`ibis` Table Joins¶

Learning Goals¶

use join() to combine two tables on a key column

import ibis
from ibis import _
import ibis.selectors as s

con = ibis.duckdb.connect()

Last time we started getting comfortable with lazy evaluation (head() and execute()) in ibis, and began to learn how to select() (subset columns) and filter() (subset rows), as well as looking at distinct values. Today we will continue to draw on these skills as we go deeper into the fisheries data in search of the evidence of the North Atlantic Cod collapse. In the process, we shall pick up some new methods as well.

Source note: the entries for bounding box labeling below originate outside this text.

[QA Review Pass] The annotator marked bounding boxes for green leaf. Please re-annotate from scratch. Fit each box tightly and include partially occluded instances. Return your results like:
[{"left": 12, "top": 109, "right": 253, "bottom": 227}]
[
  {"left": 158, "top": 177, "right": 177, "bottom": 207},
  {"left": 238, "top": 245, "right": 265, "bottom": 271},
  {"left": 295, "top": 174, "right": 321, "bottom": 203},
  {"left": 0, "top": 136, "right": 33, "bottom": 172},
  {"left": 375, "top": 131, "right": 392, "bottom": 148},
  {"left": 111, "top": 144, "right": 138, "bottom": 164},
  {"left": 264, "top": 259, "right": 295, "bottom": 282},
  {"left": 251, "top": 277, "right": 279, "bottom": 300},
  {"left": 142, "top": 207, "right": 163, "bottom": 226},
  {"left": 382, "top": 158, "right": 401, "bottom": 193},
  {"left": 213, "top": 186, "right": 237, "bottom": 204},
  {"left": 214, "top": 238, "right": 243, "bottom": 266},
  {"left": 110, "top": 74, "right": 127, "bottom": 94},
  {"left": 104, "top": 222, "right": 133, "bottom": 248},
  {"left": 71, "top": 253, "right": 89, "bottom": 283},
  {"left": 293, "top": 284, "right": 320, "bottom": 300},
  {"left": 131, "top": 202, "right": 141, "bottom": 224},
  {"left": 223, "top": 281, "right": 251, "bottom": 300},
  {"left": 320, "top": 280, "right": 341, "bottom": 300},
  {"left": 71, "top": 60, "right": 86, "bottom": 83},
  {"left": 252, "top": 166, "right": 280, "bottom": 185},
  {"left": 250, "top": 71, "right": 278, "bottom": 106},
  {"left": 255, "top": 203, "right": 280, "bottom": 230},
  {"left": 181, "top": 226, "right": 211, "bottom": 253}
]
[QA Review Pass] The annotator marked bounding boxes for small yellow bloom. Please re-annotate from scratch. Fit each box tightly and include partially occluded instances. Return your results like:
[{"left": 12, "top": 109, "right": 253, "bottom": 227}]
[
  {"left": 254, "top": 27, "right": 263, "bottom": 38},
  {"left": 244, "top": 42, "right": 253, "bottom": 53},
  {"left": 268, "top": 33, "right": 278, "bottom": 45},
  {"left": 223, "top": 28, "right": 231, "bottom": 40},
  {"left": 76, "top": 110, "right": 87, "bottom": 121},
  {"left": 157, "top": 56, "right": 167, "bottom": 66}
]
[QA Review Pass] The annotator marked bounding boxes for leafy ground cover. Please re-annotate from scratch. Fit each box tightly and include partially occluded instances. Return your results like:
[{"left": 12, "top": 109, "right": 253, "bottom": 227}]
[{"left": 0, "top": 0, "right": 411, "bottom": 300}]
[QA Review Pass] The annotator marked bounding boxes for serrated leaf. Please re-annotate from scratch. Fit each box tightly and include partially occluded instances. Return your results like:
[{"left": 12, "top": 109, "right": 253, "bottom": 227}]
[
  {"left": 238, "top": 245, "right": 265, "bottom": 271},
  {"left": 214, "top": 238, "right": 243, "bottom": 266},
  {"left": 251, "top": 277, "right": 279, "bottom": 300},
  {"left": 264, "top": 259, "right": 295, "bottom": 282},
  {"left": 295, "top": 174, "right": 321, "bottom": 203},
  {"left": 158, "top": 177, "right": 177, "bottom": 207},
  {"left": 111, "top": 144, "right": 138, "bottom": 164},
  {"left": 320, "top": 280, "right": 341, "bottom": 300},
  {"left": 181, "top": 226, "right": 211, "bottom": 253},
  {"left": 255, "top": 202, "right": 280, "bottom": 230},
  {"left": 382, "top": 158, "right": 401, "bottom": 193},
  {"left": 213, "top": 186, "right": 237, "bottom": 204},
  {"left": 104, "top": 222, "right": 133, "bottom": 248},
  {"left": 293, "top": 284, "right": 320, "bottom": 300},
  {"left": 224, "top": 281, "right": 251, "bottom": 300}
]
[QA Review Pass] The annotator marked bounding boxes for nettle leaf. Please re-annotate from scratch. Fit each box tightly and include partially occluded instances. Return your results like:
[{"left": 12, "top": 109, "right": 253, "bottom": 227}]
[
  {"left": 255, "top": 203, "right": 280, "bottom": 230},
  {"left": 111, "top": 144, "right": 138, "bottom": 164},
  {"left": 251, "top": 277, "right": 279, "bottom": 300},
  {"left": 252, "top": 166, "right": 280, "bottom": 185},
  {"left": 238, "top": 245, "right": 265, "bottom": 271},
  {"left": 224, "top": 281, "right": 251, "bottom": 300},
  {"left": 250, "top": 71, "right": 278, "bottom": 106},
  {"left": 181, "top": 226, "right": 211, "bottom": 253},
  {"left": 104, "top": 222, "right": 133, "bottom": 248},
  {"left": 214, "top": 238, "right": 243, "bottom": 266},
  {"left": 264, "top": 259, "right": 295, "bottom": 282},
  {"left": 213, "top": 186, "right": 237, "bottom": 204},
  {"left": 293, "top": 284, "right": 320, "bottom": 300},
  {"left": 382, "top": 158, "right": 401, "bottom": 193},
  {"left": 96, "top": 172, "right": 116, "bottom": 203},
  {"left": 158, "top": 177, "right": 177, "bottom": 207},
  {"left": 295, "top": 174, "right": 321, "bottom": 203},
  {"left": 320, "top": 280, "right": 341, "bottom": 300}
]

As before, let’s start with reading in data. Rather than focus on the metrics table, this time we will connect to several tables at the same time. Note how we can reuse the base_url to avoid extra typing, but take care that we reading the right CSV file in each case! As before, we explicitly set the nullstr value as well to ensure missing value codes are correctly interpreted.

base_url = "https://huggingface.co/datasets/cboettig/ram_fisheries/resolve/main/v4.65/"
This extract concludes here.